Cutting the grass the other day, I got a deep whiff of a smell that took me directly back to the summer of my youth; somehow in that one breath all the long, carefree, adventure awaiting days came back to me. So different then my current list of weed-pulling, trimming, shopping, organizing, etc., in that one whiff I could smell possibility.

Remember that?

My younger self would have just plucked one of those clusters of tiny white flowers and tucked it behind an ear. My older self googled this small tree that grows outside my fence and found out that it’s a tea olive tree (Osmanthus fragrans). This small evergreen tree has amazing fragrant flowers that can bloom several times a year.

Nothing to really look at, the tea olive is sometimes called a sweet olive for the delicious perfume of the flower clusters that smell something like a peach or orange scent. It must have naturalized by the river house my grandparents took us to each summer. I can’t say I remembered it until I did.
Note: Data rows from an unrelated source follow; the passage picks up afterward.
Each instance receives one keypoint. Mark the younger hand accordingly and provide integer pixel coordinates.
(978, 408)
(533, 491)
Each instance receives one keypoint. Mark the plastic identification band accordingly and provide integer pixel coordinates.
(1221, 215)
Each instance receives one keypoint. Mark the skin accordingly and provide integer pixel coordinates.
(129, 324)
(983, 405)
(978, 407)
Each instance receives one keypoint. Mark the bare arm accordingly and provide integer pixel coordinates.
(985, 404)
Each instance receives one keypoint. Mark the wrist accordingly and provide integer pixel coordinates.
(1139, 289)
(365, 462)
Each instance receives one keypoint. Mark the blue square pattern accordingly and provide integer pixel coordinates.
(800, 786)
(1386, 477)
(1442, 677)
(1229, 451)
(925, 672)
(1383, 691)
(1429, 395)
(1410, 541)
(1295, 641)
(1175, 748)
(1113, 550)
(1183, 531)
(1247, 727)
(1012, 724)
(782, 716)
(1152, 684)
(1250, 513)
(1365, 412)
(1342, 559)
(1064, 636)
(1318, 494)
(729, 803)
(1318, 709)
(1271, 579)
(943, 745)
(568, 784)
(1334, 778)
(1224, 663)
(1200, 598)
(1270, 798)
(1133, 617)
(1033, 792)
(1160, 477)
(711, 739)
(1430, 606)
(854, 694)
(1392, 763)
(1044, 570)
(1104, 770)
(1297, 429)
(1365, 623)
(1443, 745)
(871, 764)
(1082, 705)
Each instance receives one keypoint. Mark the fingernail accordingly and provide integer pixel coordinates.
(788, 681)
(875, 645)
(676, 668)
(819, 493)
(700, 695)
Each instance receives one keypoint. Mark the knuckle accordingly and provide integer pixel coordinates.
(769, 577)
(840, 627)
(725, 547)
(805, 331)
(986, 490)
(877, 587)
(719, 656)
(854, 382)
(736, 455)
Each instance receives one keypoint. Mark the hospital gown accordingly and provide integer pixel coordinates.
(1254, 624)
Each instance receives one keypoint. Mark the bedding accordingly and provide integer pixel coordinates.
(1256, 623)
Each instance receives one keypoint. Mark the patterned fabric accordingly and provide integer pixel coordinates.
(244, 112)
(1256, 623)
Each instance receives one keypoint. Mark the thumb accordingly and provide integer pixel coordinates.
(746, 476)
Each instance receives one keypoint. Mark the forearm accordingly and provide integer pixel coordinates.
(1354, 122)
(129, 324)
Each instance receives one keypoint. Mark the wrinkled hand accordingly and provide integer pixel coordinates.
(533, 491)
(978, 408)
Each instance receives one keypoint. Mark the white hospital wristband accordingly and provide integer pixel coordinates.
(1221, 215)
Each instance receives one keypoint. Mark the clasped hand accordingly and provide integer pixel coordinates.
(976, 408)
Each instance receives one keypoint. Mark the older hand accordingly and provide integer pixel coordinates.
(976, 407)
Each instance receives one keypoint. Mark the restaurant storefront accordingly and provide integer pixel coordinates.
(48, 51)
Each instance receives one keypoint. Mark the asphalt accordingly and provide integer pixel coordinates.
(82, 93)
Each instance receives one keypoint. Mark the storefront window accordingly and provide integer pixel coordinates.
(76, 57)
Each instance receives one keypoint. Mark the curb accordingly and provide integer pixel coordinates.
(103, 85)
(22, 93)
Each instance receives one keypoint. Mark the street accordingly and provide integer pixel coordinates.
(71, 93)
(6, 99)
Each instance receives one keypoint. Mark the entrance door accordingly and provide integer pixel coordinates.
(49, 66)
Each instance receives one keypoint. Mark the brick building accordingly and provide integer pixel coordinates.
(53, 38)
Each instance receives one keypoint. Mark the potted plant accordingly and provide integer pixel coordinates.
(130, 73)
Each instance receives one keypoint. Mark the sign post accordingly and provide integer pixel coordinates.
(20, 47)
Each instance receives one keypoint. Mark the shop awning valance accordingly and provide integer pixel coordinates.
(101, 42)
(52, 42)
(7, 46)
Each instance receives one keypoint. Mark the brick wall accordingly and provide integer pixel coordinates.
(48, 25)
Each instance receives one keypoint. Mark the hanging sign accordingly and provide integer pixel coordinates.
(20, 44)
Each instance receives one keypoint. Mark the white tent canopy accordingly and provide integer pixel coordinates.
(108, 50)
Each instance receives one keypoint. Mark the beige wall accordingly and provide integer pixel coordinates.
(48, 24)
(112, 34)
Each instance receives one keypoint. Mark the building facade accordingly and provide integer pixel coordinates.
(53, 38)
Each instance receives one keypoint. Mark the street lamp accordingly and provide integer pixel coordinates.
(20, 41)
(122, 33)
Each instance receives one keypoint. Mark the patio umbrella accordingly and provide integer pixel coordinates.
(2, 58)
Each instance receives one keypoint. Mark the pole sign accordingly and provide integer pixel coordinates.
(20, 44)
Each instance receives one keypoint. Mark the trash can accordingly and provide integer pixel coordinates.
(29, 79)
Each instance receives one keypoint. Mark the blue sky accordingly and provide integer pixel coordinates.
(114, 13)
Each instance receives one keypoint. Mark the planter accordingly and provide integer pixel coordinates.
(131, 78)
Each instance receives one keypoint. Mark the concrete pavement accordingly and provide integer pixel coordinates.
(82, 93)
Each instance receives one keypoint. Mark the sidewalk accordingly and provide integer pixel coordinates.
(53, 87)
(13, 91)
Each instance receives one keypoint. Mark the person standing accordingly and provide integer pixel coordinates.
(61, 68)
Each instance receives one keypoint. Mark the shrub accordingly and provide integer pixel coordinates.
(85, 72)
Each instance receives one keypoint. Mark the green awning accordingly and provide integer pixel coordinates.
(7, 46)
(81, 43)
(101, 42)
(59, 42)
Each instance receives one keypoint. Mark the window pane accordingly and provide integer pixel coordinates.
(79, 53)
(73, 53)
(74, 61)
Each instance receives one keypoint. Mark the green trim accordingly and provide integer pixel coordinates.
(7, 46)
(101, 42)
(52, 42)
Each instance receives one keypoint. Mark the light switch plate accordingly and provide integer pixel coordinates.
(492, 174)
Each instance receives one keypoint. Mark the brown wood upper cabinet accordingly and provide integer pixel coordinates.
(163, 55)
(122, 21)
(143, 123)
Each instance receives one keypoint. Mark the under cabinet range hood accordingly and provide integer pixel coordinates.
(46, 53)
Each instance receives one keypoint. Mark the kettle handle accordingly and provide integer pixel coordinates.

Smell is like that. According to, incoming smells are first processed by the olfactory bulb, which starts inside the nose and runs along the bottom of the brain. The olfactory bulb has direct connections to two brain areas that are strongly implicated in emotion and memory: the amygdala and hippocampus. Interestingly, visual, auditory (sound), and tactile (touch) information do not pass through these brain areas. This may be why olfaction, more than any other sense, is so successful at triggering emotions and memories.

In our modern landscapes we usually gravitate to visual appeal, and while I wouldn’t recommend the tea olive as a landscape specimen for its looks, I’m thrilled to have one on the fence line and to have that instant memory of the joy of summertime and to remember to relax, watch the fireflies and tuck a fragrant flower behind my ear.

Do you have a favorite smell memory? I'd love to hear about it.